Monday Author: Susanne Skinner
For several weeks now I’ve been watching YouTube clips to create a short list of potential keynote speakers for my 2016 Users Conference. I’m searching for inspiration, leadership, outstanding achievement and above all—eloquence. I also need to strike a chord and relate to the 400 people sitting in my audience. I’m coming up short.
So far they have three things in common: they’re very expensive, I’ve never heard of most of them, and many are mediocre speakers—with the exception of Captain Sullenberger. Sully is eloquent, well-known, and comes with a $50,000 fee plus first-class expenses for two. Before his ordeal he was an unknown pilot. Now he’s a hero (deservedly so) and on the speaking circuit. That $55K buys me 45 minutes.
After listening to nearly 100 clips, it’s clear many of the speakers have less than stellar speaking skills. They lack the eloquence their price tag speaks to; especially the business leaders and most especially the women. I hate to dis the sisterhood, but the truth is the women just don’t measure up. They are less polished than their male counterparts (though topically relevant), peppering their talks with ums, ahs, awkward pauses and way too much hand and body motion.
What Makes a Speaker Great?
I realize not everyone is born with the gift of public speaking. All of the great speakers were at one time not so great. Greatness requires a commitment to one’s craft.

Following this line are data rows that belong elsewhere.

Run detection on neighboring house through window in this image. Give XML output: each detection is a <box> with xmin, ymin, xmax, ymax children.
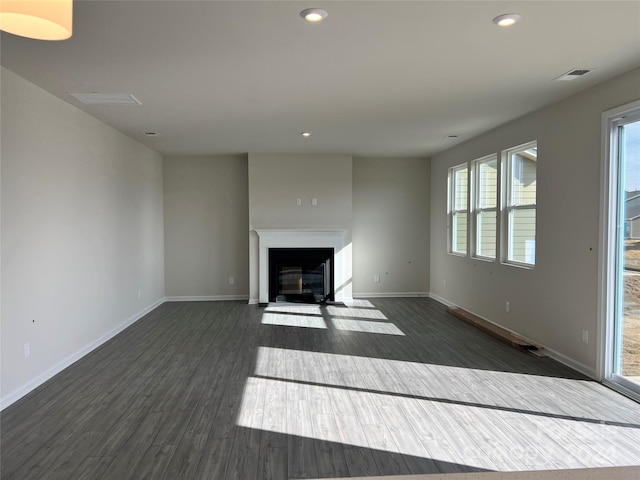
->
<box><xmin>448</xmin><ymin>164</ymin><xmax>468</xmax><ymax>255</ymax></box>
<box><xmin>472</xmin><ymin>154</ymin><xmax>498</xmax><ymax>259</ymax></box>
<box><xmin>448</xmin><ymin>141</ymin><xmax>537</xmax><ymax>267</ymax></box>
<box><xmin>624</xmin><ymin>192</ymin><xmax>640</xmax><ymax>238</ymax></box>
<box><xmin>503</xmin><ymin>142</ymin><xmax>537</xmax><ymax>266</ymax></box>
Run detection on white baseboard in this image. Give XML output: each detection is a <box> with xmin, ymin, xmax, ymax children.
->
<box><xmin>427</xmin><ymin>292</ymin><xmax>597</xmax><ymax>380</ymax></box>
<box><xmin>426</xmin><ymin>292</ymin><xmax>456</xmax><ymax>307</ymax></box>
<box><xmin>0</xmin><ymin>297</ymin><xmax>165</xmax><ymax>411</ymax></box>
<box><xmin>353</xmin><ymin>292</ymin><xmax>430</xmax><ymax>298</ymax></box>
<box><xmin>248</xmin><ymin>298</ymin><xmax>259</xmax><ymax>305</ymax></box>
<box><xmin>542</xmin><ymin>347</ymin><xmax>597</xmax><ymax>379</ymax></box>
<box><xmin>165</xmin><ymin>295</ymin><xmax>249</xmax><ymax>302</ymax></box>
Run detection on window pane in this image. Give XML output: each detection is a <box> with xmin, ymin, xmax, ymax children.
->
<box><xmin>509</xmin><ymin>208</ymin><xmax>536</xmax><ymax>264</ymax></box>
<box><xmin>453</xmin><ymin>212</ymin><xmax>467</xmax><ymax>254</ymax></box>
<box><xmin>448</xmin><ymin>163</ymin><xmax>469</xmax><ymax>256</ymax></box>
<box><xmin>478</xmin><ymin>159</ymin><xmax>498</xmax><ymax>209</ymax></box>
<box><xmin>510</xmin><ymin>151</ymin><xmax>536</xmax><ymax>206</ymax></box>
<box><xmin>477</xmin><ymin>210</ymin><xmax>496</xmax><ymax>258</ymax></box>
<box><xmin>454</xmin><ymin>168</ymin><xmax>468</xmax><ymax>210</ymax></box>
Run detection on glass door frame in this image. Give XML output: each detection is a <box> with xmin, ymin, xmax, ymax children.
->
<box><xmin>599</xmin><ymin>99</ymin><xmax>640</xmax><ymax>401</ymax></box>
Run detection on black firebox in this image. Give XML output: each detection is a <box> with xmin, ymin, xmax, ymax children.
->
<box><xmin>268</xmin><ymin>248</ymin><xmax>334</xmax><ymax>303</ymax></box>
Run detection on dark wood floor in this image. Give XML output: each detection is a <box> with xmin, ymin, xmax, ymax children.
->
<box><xmin>2</xmin><ymin>298</ymin><xmax>639</xmax><ymax>479</ymax></box>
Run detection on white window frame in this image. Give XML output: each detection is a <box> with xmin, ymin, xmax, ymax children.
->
<box><xmin>502</xmin><ymin>141</ymin><xmax>537</xmax><ymax>268</ymax></box>
<box><xmin>471</xmin><ymin>154</ymin><xmax>499</xmax><ymax>261</ymax></box>
<box><xmin>598</xmin><ymin>99</ymin><xmax>640</xmax><ymax>400</ymax></box>
<box><xmin>448</xmin><ymin>163</ymin><xmax>469</xmax><ymax>256</ymax></box>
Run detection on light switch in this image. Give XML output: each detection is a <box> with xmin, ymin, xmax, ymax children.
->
<box><xmin>312</xmin><ymin>197</ymin><xmax>318</xmax><ymax>206</ymax></box>
<box><xmin>296</xmin><ymin>198</ymin><xmax>302</xmax><ymax>206</ymax></box>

I accept that some will be better than others, but if you are represented by an agent, charging many thousands of dollars plus expenses to speak your 45-minute piece—well, you need to be really good. I don’t think that’s too much to ask.
I have a small budget when it comes to speakers, it tops out at $30K. You don’t get much for $30K; retired athletes and one-hit wonders fall into this price range. Some of them are good, but they speak to a very specific audience type which narrows the field, and often to accomplishments that occurred decades ago. Millennials won’t know what they are talking about.
I dream big. I want someone to entertain, inspire and motivate, and do it all with relatable, slightly self-deprecating humor and verbal brilliance. And I want them to do it within my budget.
What Makes an Eloquent Speaker?
This got me thinking – what makes an eloquent speaker? A recognized name helps, but it’s not a guarantee. First and foremost they have to be able to speak well. A poor speaker, no matter how interesting the topic or accomplishment will lose the attention of an audience. World-class keynote speakers are rare and cost a lot of money. Mediocre keynote speakers are common and dreaded by conference attendees everywhere.
With a great keynote speaker there’s an instantaneous emotional and mental connection, a stage presence, with tangible energy. The audience sits up and pays attention. They want to listen.
To start with, speakers are selling their subject matter expertise on a particular idea. They are trying to convince you to think and act differently. That comes from the inside, with a real passion and belief for what they are saying. I listen for unique, spontaneous storytelling abilities wrapped around inspiration and motivation.
I want my audience to walk away with two or three actionable concepts—things they can relate to and incorporate into their everyday lives. If they can’t do that, the keynote speaker has failed.
And that’s the most important point of all—being a good speaker at conferences and events is like being a great performer. You need to know your material, intuitively understand your audience, and bring something unique to the table.
The Value of Entertainment
A good public speaker pays attention to the audience. Authenticity takes a speaker from rehearsed repetition to engaging an audience in the journey, unifying them with a relatable message. If you want to hold their attention, you have to build a relationship with them.
There is value in humor. Properly timed, humor and anecdotes will lend credibility to the message. Misplaced or poorly chosen humor can be deadly; with little opportunity for recovery. Speakers who think they are funny had better be, or they will be laughing alone.
The best keynote speakers use minimal props and let their words take center stage. Video, properly time and relevant, brings a presentation to life. Power point is a horrible thing to put an audience through and I will not allow it at my conference keynotes. For the record I am biased—I love an Australian accent.
- Presence: Own the stage, let them feel the power of what you have to say.
- Humor: Know how to use it and make it work. Timing is everything.
- Imbedded Knowledge: No props needed, know what you know, apply it well.
- Relatable Experience: Draw the audience in and make them believe.
- Passion: You can’t fake it. When it’s not there, it’s a deal breaker for everyone.
I have found one exception that most often applies to speakers new to the circuit. The potential is there, they just need more experience. At a recent college commencement I attended, the featured keynote was a survivor of the Boston Marathon bombing.
Her speaking skills were rough around the edges, but her message of embracing all that life offers no matter the circumstances resonated with every graduate in the room. She was her own best proof of concept. Her presence and passion for life were genuine and tangible. She held the audience with warmth, humor and hope.
I am heading back to my on line research, armed with ear buds and hope for one amazing keynote speaker that will…speak to me.